Генерал не ошибся.
Но поручик Лермонтов с первых же дней похода проявил блестящие качества военного, о чем генерал получал с нарочным вполне точные сведения.
Так, ему было доложено, что перед взятием одной горной деревни этот поручик отвлек внимание неприятеля на себя и на свой отряд, чтобы дать возможность другой части продвинуться вперед.
И после того как неприятель, не дававший солдатам брать воду из реки, был рассеян, полковник барон Врангель не мог не высказать своей похвалы поручику, который, бросившись в атаку, оттеснил неприятеля.
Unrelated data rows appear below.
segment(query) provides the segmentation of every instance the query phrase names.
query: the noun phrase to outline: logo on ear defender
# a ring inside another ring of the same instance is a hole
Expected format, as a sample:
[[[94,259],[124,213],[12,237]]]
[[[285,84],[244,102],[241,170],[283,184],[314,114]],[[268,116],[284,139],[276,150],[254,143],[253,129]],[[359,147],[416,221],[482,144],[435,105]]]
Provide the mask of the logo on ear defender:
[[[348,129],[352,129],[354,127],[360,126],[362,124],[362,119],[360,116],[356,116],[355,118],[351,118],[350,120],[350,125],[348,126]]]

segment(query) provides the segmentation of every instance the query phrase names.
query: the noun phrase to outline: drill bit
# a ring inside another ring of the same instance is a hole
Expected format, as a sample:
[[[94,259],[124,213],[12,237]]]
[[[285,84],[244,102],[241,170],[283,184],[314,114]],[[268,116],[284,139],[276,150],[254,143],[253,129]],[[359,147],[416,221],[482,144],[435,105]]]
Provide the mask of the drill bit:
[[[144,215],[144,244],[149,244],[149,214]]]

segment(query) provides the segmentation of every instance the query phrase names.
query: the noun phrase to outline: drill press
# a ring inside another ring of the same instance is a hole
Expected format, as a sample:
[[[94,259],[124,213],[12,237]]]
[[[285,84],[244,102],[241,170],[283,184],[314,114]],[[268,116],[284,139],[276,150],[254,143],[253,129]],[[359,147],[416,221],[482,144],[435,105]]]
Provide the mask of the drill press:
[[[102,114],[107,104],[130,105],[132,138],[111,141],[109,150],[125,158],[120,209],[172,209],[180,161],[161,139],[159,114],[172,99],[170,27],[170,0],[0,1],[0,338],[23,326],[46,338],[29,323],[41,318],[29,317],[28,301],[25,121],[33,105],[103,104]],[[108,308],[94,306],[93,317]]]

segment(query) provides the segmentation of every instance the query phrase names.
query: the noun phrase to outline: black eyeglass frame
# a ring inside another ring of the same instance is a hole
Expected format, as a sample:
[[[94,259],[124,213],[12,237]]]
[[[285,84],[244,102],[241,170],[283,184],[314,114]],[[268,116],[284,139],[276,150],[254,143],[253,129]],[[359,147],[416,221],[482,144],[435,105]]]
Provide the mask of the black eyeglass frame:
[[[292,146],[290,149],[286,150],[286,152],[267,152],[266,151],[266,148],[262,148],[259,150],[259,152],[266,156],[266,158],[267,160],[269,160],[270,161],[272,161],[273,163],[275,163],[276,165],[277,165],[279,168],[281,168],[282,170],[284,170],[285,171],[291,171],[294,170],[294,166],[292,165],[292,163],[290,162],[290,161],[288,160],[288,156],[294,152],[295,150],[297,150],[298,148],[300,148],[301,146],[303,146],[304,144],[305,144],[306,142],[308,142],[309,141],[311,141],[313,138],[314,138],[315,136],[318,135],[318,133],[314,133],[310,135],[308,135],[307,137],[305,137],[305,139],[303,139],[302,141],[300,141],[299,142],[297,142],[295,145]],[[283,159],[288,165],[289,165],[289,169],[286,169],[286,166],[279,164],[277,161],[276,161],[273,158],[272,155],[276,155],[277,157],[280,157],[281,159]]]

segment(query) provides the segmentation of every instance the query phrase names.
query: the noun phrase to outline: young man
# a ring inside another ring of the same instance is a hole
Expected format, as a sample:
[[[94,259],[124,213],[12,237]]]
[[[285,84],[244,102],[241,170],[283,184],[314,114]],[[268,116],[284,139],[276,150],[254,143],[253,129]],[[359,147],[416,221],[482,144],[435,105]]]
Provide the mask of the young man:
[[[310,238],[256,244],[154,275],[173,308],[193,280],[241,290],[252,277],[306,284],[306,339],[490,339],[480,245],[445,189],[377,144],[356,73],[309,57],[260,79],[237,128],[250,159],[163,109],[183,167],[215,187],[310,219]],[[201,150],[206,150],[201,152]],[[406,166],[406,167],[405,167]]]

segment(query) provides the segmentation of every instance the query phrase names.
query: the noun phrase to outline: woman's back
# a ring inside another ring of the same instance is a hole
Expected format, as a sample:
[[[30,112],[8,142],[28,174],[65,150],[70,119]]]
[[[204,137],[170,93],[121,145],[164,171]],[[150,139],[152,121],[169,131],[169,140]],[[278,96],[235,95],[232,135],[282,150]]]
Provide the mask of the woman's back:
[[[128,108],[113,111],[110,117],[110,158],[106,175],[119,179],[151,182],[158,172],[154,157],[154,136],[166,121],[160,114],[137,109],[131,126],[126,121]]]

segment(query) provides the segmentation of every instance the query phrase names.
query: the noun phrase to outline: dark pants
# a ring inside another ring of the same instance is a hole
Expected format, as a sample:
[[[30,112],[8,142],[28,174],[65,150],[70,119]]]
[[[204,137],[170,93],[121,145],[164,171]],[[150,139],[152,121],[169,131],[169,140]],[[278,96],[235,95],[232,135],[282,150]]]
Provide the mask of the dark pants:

В июле каждый день приносил новое дело: то перестрелку в ущелье, то перестрелку в лесу или на берегу горной реки, и повсюду, за каждым кустом, за каждой скалою, подстерегала смерть. Но и в перестрелках, и в штыковой атаке, и в переправах через горные бурные реки под неприятельским обстрелом Лермонтов был впереди всех в самых опасных местах. И самое строгое начальство, полагавшее до сих пор, что этот поэт умеет только писать стишки своим возлюбленным, не могло не удивляться его хладнокровному мужеству, находчивости и бесстрашию.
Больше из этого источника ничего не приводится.